「あれは!」
大きな声を上げた私にアザエルは「あぁ…」と言って微笑を浮かべた。
「あの方の聖剣です。部屋に飾っておくだけでは勿体無いのでいただいてきました」
四枚羽の天使が手にしていたのは数百年前ラファエルが持っていた大剣だった。
あれは聖剣だからか四枚羽の天使が手にしても拒否反応はない。
つまり最悪あの天使がラファエルの元へたどり着けなかったとしても、聖剣を手にする替えはいくらでもいる。
だからこそアザエルは余裕を保っていられるのだ。
『ミカエル、貴方がやりますか?』
『いいえ、やめておきます。

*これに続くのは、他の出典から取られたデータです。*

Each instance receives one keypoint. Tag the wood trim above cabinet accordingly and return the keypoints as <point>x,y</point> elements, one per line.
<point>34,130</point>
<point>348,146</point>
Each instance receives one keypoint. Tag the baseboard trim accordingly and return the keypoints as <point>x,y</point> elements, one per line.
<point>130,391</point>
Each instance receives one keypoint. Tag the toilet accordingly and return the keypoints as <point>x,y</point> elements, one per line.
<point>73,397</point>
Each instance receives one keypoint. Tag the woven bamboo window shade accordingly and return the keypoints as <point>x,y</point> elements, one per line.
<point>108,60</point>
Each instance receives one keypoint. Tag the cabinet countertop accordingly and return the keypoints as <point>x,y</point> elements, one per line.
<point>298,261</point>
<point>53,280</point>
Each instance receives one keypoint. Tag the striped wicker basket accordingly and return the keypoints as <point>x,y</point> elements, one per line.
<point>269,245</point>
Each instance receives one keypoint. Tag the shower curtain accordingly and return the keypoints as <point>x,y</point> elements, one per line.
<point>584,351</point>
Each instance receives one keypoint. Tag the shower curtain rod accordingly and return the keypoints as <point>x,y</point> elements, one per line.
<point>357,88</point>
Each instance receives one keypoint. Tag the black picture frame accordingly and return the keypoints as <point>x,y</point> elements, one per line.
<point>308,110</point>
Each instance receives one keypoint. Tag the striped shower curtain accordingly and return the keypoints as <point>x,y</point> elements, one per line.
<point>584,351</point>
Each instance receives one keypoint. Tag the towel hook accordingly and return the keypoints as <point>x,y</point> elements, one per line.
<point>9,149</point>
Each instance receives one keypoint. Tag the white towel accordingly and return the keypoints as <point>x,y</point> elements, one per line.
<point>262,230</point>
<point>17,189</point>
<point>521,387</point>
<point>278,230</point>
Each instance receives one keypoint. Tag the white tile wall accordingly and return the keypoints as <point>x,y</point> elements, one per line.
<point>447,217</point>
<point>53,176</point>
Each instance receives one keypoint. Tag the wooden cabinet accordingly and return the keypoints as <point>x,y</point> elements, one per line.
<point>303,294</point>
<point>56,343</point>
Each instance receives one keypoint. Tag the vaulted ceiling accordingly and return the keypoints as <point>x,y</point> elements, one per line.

自分の手を汚さないでいられるならその方がいいですから』
なんて卑怯な…
漏れ聞こえてきた二人の思念に怒りと悲しみがこみ上げてくる。
このままではラファエル様が消されてしまう…
「お願いしますミカエル様。その人たちを止めてください。こんなことをしても神にはなれないことを知っているでしょう?」
一か八かで叫べば、鏡の中のミカエルがピクリと反応を見せた。
声が届いていると分かり、たたみかける様にして口を開く。
しかし――――
「ミカエル様は昔から聡明で、誠実で、天界の誰よりも正しくあろうとしてきたじゃないですか」
『黙れッ!』
訴えかけた言葉はミカエルの逆鱗に触れた。